Boogie transpires precisely as you expect at almost every turn. Starring Taylor Takahashi as the film’s namesake athlete, the film follows a young man driven towards an end goal while burdened by all the steps needed to get there, including transcending his own teenage ego. His Chinese immigrant parents (Pamelyn Chee and Perry Yung) clash with full force, pitting their opposing views on Boogie’s future in basketball as an easy target. As Boogie starts a relationship with his suffer-no-fools classmate Eleanor (a dynamic Taylour Page), he stumbles with showboating against his struggling team and his mother plots him into a contract with a Chinese team. Boogie’s dreams are in jeopardy from forces both without and within.
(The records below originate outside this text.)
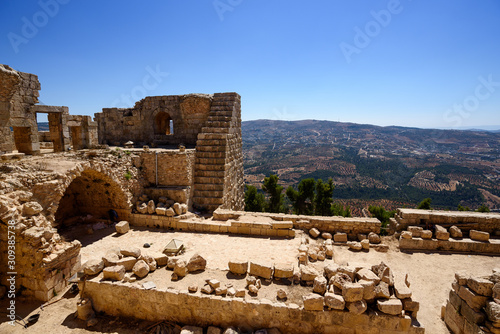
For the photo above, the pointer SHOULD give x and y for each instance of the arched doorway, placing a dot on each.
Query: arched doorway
(163, 124)
(87, 202)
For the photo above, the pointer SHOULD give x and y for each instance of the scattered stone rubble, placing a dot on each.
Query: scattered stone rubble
(473, 305)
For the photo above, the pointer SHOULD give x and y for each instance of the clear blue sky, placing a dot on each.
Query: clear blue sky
(380, 62)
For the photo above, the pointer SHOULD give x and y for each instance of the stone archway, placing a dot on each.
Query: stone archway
(90, 193)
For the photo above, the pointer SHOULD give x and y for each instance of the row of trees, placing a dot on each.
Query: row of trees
(312, 197)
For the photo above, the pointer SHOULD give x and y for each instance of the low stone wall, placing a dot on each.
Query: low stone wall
(473, 305)
(465, 220)
(352, 225)
(458, 246)
(122, 299)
The film presents us with a young man intentionally drawn with his bristling behaviors front and center. A lengthy scene that labors the off-putting nature of Holden Caulfield makes the comparison (or damning wishful thinking) to its protagonist with straining obviousness. Boogie is intentionally a jerk, but the film never allows us to connect with him despite wanting him to succeed. Instead, it excuses his selfishness and his misogyny (the film’s relationship to women would be described as tenuous, at best) and never has much to say about his worst behavior. Even with all the context it provides its protagonist, the film still reduces him to an average teenage asshole. It may be an inversion of the usual boring heart-of-gold bland sports movie hero, but it’s still bland.
At first, Boogie has the potential to be an atypical sports film, one that keeps the gameplay almost entirely on the periphery. But that doesn’t mean it escapes cliches, or that it has much depth to its more primary focus. The film is more interested in the pressures placed on young Chinese men than the game, but stalls in examining that due to Boogie’s inability to engage or grow in a meaningful way. He gets laid, he argues, he stays thinking it’s him against the world. Perhaps Huang intends to write the film as a bleak look at the impossibility of rising above socioeconomics, toxic masculinity, and parental turmoil, but the sense of destiny he creates falls remarkably flat. It’s hard to tell which is less self-aware, the protagonist or the film itself.
Ultimately, the film mostly fumbles with its simplistic resignation to Boogie’s situation and his mentality without offering much perspective on what creates this dynamic. Though its brighter moments show Huang’s sense for visual flair that cuts to the psychological core of the drama, vast stretches of the film are missing that energy, only highlighting its defining creative inertia. Someone call a time out.